Because layout transitions wouldn’t make any sense otherwise.
Think of layouts like encryption schemes for data. A layout transition requires decrypting and re-encrypting the data. If you are handed a blob of bits, you don’t know which encryption scheme was used to make it, so you cannot decrypt it.
If you don’t want to deal with layout transitions, that means you don’t want to deal with layouts. So just use general.
Welcome to Vulkan; enjoy your stay!
No, really, the entire point of an explicit, low-level API is to redefine a bunch of things that were previously declared to be “the driver’s job” as “your job”. Command buffers, direct memory allocation, etc all used to be “the driver’s job”. They’re not anymore.
Layouts are just one more thing.
The fundamental problem with layout tracking in the driver is this: the driver simply cannot have the information in all cases. This is endemic to a command-buffer style API.
If I build a CB that uses an image, the code building that CB has no idea what layout the image was in prior to that. That information would be in a different command buffer which put it into that layout beforehand. But “beforehand” is defined at submission time, not at CB creation time.

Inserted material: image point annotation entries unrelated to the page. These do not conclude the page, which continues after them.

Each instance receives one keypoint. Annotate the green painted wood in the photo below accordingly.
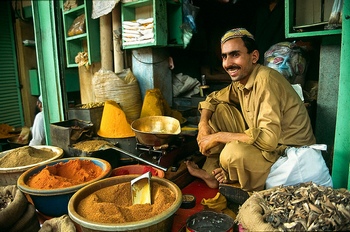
(10, 96)
(44, 19)
(341, 159)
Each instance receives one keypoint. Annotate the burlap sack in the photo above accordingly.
(28, 222)
(250, 214)
(122, 88)
(13, 212)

It is 100% OK to create a CB that uses an image in one layout, then creates a CB that transitions that image to that layout, so long as you submit them in the proper order.

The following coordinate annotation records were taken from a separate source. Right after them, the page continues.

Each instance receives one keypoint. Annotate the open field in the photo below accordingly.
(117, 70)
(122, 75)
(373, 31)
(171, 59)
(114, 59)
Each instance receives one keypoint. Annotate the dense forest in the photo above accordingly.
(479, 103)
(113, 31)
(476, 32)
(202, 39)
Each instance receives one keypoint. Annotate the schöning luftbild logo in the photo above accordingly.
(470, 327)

Which means that any layout-related logic that any particular CB command might need would have to be deferred until submission time. Which means submission time would be even more costly than it already is.
And that assumes that the change happened on that queue. Which it doesn’t have to. And with timeline semaphores, it’s even possible that the command that changes the layout has not been submitted to any queue yet at the time the CB that needs to access that image gets submitted.

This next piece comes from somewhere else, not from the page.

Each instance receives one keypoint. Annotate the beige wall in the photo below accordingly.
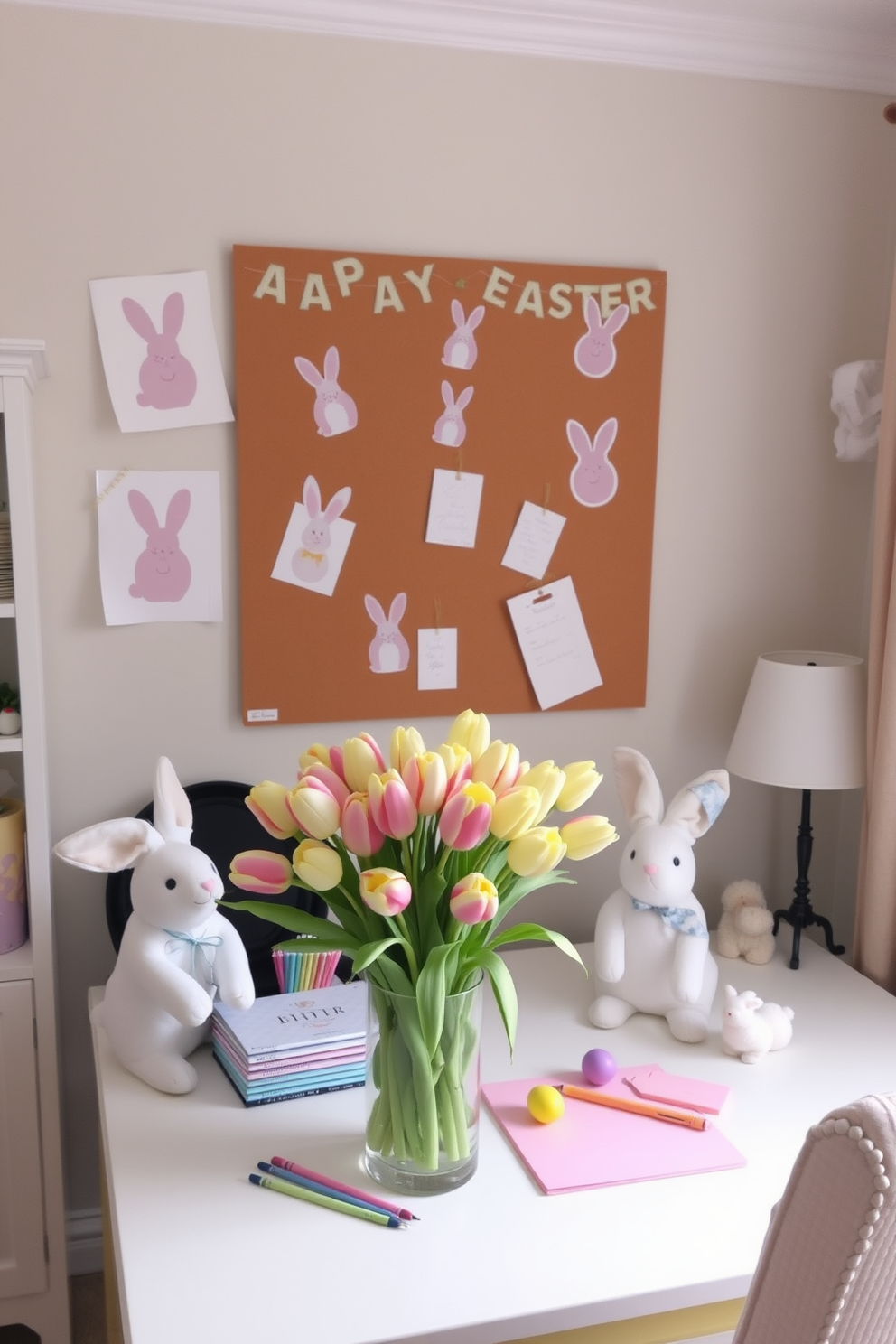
(135, 146)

What you’re asking for can only reasonably be done for hardware that effectively stores the layout as part of the image’s data, such that all operations that act on the image use that internal layout to figure out what’s going on. This would have to be done by the GPU itself, with no intervention by user-land code or CB generation or anything of that sort. NVIDIA does that in most of their hardware, but other driver makers don’t.
And so long as this is the case, user-land code must track the layout themselves.
This is also why Direct3D11’s attempt at deferred contexts were never implemented on non-NVIDIA hardware. Image layouts were not part of the API, but user-land code would have had to provide that information to make deferred contexts work. So drivers for such hardware didn’t implement them.
Any library that manages a Vulkan image and hands it to you with the expectation that you will use it ought to tell you what layout it left that image in (and you ought to tell it what layout it starts in when you tell it to do stuff with the image). If the API doesn’t do that (and I doubt OpenXR’s Vulkan interface has no way to get this information), then that’s a problem with the API.